Mes appels demeurant toujours sans réponse, le boyau ouvert dans la roche m’apparut comme étant la seule issue possible. Par friction, je parvins à mettre le feu à du menu bois : ce foyer de fumée, pour peu que celle-ci parvînt à monter assez haut (ce qui semblait tout de même assez douteux au vu des maigres ressources présentes en combustible), pouvait, en se substituant à mes appels à l’aide, attirer l’attention sur ma situation. En attendant, j’allais explorer le tunnel pour voir s’il conduisait vers une sortie.
Muni d’une torche improvisée, et portant à la ceinture tout le reste de bois trouvé au fond du gouffre pour la renouveler dans les ténèbres du boyau, je pénétrai dans ce dernier. C’était un tunnel étroit, où je devais à certains moments me baisser et à d’autres me mettre de profil pour continuer d’avancer. À quelques centaines de mètres à l’intérieur, la flamme de ma torche embrasa, en entrant en contact avec elle, une fine pellicule poisseuse qui s’étendait à partir de là dans le tunnel.

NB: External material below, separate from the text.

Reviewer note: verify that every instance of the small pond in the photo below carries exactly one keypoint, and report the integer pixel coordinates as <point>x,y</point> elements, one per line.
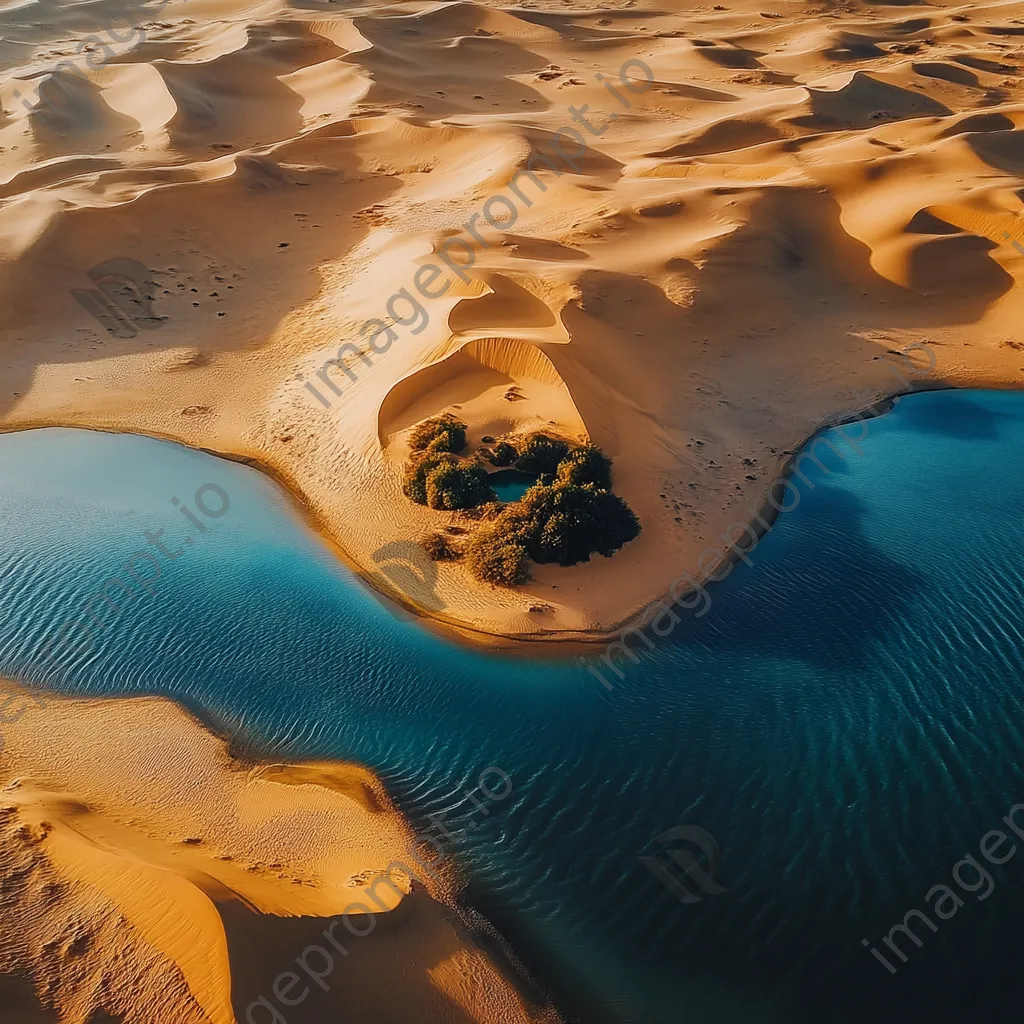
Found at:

Je fus incapable de conjecturer ce que pouvait être cette substance, dont mes vêtements furent bientôt entièrement recouverts. Elle se désagrégeait par ailleurs très localement au contact de la torche, sans que le feu ne prenne ni ne s’étende à l’ensemble de la pellicule.
Le tunnel continuait de s’enfoncer dans la roche sur des centaines de mètres, en l’absence de tout embranchement, et sans monter ni descendre. À un moment, je vis au sol un os, que je n’eus aucune difficulté à identifier comme un fémur humain. Les restes du squelette, ainsi que le crâne, se trouvaient éparpillés sur quelque longueur le long du tunnel. Surmontant mon malaise à cette découverte macabre, je m’emparai du fémur et de quelques autres os un peu longs pour compléter mon stock de combustible, à la manière des hommes du Paléolithique quand, entre autres, ils manquaient de matière ligneuse (l’os possède une faible conductivité thermique et est donc relativement peu inflammable, mais à partir de la torche en bois que j’avais je savais pouvoir enflammer les os).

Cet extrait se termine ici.